When it came time to record the second album and after period of expensive and low productivity at a commercial studio in northern California, it seemed to make more economical sense to record at the band's studio in Denver, Colorado. Huart goes on, "But their studio had no console and I had heard good things about the 1608 – that had been out for only a few weeks – from drummer Hunter Crowley. I had only one question: Does it sound like a classic API console? I mix hot. So when you peg the meters does it still sound great? Well it does and so it was an easy sale."
Both Huart and the band considered buying a vintage model but as Huart says, "If we bought an old board, you're going to put $20K into it to get it usable. With the API 1608, we've got a real recording console with real mic pres, real EQs, bussing, professional monitoring facilities at a really good price. We didn't have cut off an arm or sell one of my kids to buy it. It sounds like my other API or any vintage API console."

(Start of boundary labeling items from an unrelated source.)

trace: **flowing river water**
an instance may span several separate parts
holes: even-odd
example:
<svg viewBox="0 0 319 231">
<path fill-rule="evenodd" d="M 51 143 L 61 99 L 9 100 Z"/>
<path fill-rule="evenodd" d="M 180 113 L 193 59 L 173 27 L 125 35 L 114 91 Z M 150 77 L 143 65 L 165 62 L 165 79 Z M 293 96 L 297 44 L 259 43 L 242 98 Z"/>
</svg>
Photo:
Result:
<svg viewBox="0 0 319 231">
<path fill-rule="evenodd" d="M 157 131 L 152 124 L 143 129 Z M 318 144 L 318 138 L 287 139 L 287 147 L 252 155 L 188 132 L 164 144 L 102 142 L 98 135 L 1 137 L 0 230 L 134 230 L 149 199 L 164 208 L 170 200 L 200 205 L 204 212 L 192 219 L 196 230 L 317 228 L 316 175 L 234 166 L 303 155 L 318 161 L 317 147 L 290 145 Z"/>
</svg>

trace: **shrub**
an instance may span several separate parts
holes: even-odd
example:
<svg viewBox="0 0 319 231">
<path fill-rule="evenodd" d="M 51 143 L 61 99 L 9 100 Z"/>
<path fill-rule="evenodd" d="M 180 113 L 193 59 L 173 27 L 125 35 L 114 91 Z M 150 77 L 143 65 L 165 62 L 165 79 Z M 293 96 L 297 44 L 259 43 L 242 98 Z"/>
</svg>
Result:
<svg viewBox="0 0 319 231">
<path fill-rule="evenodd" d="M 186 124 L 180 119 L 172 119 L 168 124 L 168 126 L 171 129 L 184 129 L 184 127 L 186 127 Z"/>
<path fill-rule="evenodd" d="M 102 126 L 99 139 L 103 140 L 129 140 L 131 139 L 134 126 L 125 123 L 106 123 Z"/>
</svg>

The actual process of recording The Fray using the 1608 went smoothly due to Huart's clever use of the entire console. "The artist is happiest when everything is running as seamlessly as possible," he continues, "so I used absolutely every part of that board. There was not a single piece of that console that wasn't being used. We were patching all over the bloody place. I recorded from the direct outs to Pro Tools and I used the sixteen fader input channels to develop monitor mixes – which worked out well for the two producers, Mike Flynn and Aaron Johnson, to work freely on the monitor mixes. Headphone mixes, when tracking the band, were derived from the mic inputs. Those additional API 3124 units came in handy. I connected their outputs to the Echo Return inputs to mix microphones for top and bottom snare, toms and the front and back mics on guitar amps. I had thirty-two mic pre-amps running total and I had all the drum kit mics in front of me on the console where I love them."
If there is one constant in the Warren Huart, The Fray and API universe, it's writing and recording hit records.